Meteorology Professor Ken Parsons is the Daytona Beach Campus faculty delegate for the Board of Trustees. He is a member of the Academic Committee and the Facilities and Capital Planning Committee.
Following a career as a professional meteorologist, Ken Parsons re-entered the job market as an academic with Embry-Riddle in 2001.
The university gained tremendous weather experience in their new hire. Parsons had spent more than 20 years as a meteorologist, both in the military and in private industry. While on active duty with the U.S. Air Force, he served in diverse assignments in the United States and overseas.
In Korea, he was the staff weather officer to the U.S. Army’s Second Infantry Division. In Europe, he was the U.S. Air Force representative to the North Atlantic Treaty Organization and Allied Command Europe weather communications working groups. He finished his Air Force career as chief of the 21st Air Force Weather Support Unit at McGuire Air Force Base, New Jersey. After his military career, he worked as a meteorologist with a leading environmental engineering and consulting firm.
More Students, More Buildings, More Interaction
In the years since Parsons arrived at the Prescott Campus in Arizona, he has seen considerable growth. “When I first arrived, there were 1,500 or 1,600 students, and 2,000 seemed like an unattainable goal,” he reported. “Now we’re pushing 2,500!”
The number of new buildings has been growing too, and Parsons is especially excited about the new Science, Technology, Engineering and Mathematics (STEM) building. “When I became the faculty delegate to the Board of Trustees, I got the conversation started about the STEM Education Center,” he said. “I like to think I’ve had some hand in getting that off the ground.”
This is a modest statement for someone who helped launch the state-of-the-art STEM Center, which will open in the fall of 2017. It houses space, robotics and advanced computing and simulation labs; an engineering design studio; and a planetarium where real-time celestial phenomena sourced from the university’s top-rated astronomical observatory are displayed.

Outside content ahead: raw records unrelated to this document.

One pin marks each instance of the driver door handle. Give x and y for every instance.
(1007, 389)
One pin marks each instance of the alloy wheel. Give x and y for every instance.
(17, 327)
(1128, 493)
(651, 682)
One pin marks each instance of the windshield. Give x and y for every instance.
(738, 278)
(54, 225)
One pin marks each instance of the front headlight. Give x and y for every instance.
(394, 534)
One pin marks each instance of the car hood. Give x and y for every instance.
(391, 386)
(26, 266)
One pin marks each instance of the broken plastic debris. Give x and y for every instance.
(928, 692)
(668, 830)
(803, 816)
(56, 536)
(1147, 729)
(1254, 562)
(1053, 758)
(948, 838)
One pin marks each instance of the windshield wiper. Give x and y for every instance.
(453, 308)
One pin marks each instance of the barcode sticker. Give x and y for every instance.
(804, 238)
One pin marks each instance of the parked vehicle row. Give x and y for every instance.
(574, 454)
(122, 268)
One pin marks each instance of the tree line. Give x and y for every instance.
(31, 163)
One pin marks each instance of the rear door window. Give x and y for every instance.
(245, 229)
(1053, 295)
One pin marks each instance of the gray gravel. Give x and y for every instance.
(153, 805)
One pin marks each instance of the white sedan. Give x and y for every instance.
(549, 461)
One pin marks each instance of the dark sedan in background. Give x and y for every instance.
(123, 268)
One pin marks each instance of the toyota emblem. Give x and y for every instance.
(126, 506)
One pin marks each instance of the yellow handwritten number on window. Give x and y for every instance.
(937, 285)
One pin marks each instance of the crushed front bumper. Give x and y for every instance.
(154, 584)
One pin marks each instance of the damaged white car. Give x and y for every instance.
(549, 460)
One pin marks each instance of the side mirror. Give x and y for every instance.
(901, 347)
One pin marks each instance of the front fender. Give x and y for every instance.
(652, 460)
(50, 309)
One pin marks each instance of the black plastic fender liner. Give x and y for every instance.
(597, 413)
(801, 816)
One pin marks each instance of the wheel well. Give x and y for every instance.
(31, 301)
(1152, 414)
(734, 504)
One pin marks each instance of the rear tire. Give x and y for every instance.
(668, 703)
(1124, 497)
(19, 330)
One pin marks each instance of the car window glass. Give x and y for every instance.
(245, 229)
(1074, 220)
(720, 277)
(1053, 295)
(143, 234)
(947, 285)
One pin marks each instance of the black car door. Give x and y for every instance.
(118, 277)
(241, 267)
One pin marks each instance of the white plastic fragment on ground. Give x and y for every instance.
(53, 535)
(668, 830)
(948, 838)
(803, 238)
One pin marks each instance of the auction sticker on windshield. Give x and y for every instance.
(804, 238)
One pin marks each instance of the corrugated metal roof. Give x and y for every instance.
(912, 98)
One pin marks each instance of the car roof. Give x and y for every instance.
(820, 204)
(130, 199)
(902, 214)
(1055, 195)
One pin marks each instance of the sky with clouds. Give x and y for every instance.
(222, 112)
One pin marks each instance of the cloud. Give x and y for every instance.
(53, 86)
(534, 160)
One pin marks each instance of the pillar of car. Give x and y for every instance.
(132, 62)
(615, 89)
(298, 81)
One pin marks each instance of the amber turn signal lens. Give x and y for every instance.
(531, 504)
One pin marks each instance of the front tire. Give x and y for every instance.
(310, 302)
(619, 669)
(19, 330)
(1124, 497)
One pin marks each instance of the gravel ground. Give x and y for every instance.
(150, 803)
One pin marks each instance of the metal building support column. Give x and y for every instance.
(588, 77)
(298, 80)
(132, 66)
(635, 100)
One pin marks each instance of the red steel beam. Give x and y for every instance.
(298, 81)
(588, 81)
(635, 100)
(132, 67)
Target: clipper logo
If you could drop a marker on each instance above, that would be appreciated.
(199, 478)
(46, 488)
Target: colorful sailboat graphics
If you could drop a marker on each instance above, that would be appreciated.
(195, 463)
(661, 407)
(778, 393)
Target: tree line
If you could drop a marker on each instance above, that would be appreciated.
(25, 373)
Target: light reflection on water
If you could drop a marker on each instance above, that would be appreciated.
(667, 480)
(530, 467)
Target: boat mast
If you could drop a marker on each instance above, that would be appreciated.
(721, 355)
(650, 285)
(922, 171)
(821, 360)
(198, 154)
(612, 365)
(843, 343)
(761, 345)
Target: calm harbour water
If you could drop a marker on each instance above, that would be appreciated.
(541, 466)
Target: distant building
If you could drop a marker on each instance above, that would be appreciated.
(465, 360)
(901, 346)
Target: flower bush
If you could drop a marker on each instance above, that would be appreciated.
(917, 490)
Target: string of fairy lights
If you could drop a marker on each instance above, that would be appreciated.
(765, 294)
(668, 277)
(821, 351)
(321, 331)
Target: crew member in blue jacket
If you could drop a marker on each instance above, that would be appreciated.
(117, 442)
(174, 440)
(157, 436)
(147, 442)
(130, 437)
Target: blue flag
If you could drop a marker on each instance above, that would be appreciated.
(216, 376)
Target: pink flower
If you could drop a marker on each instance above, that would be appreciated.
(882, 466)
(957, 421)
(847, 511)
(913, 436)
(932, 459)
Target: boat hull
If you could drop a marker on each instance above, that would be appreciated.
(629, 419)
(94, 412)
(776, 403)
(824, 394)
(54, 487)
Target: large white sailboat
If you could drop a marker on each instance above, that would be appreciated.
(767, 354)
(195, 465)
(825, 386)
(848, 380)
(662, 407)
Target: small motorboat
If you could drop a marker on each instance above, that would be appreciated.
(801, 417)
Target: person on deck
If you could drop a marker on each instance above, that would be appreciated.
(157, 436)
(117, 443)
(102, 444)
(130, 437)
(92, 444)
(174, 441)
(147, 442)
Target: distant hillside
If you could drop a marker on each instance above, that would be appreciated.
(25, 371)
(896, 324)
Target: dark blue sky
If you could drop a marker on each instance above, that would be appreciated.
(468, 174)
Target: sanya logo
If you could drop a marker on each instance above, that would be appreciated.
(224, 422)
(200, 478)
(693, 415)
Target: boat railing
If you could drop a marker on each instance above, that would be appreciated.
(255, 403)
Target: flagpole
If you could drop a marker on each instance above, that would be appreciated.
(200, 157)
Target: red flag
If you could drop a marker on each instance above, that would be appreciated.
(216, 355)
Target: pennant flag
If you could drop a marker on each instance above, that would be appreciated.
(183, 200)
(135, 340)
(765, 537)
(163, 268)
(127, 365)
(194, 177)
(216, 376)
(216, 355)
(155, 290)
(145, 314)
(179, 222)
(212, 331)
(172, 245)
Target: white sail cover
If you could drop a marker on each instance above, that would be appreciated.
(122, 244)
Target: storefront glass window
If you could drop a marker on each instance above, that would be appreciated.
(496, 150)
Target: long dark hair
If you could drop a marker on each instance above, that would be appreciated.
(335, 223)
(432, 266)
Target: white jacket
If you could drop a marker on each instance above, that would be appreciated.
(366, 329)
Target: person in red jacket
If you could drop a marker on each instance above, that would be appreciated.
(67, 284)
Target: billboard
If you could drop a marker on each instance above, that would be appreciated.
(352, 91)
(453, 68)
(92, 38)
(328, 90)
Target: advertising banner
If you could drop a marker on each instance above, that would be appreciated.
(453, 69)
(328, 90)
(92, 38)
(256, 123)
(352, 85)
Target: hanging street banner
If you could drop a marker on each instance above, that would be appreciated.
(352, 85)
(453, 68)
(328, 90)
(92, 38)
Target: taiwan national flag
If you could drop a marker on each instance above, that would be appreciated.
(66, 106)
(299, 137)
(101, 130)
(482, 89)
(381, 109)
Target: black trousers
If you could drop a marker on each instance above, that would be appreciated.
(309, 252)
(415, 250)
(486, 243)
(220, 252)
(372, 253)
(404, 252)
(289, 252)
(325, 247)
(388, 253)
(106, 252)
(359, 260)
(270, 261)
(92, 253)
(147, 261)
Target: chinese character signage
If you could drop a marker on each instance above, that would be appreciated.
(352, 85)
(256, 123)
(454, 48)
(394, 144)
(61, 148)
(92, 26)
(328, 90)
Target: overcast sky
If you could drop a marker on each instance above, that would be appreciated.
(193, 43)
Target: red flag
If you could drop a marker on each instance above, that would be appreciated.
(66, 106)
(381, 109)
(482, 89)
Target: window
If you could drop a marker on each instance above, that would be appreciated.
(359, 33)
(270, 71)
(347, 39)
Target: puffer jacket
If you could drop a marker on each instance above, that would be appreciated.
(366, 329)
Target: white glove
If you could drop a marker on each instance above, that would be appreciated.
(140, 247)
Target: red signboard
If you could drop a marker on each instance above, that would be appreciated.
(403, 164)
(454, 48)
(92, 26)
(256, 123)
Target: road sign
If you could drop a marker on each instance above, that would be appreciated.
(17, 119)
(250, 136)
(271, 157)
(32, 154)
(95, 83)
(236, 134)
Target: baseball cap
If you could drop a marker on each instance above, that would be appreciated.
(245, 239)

Parsons, who has also served as Speaker of the Faculty, is deeply involved in the university’s growth, and no more so than in the growth of its students. He is passionate about being able to interact with, advise and inspire them. His involvement with students goes beyond teaching a range of meteorology classes, such as Weather for Aircrews and Applied Synoptic Meteorology.
He has mentored several McNair Program Scholars and served as the director of the Honors Program at the Prescott Campus from 2012 to 2014 and still serves as a member of the Honors Program Advisory Board. He also volunteers as a faculty assistant to the women’s volleyball team. “I’ve had the opportunity to travel with them,” he said. “Just being there, being a support for them is really rewarding.”
Spotlight on Technology
Looking to the future, Parsons believes Embry-Riddle’s best opportunity lies in the university’s emphasis on technology. This emphasis can be seen in the College of Engineering, with technology interwoven throughout its departments, such as the curriculum track in robotics and the newly launched simulation science, games and animation program.
“The College of Security and Intelligence has computer security/cyber security programs, and the College of Aviation has the unmanned aerial systems program. All are growing by leaps and bounds and employing the very latest technology,” he said.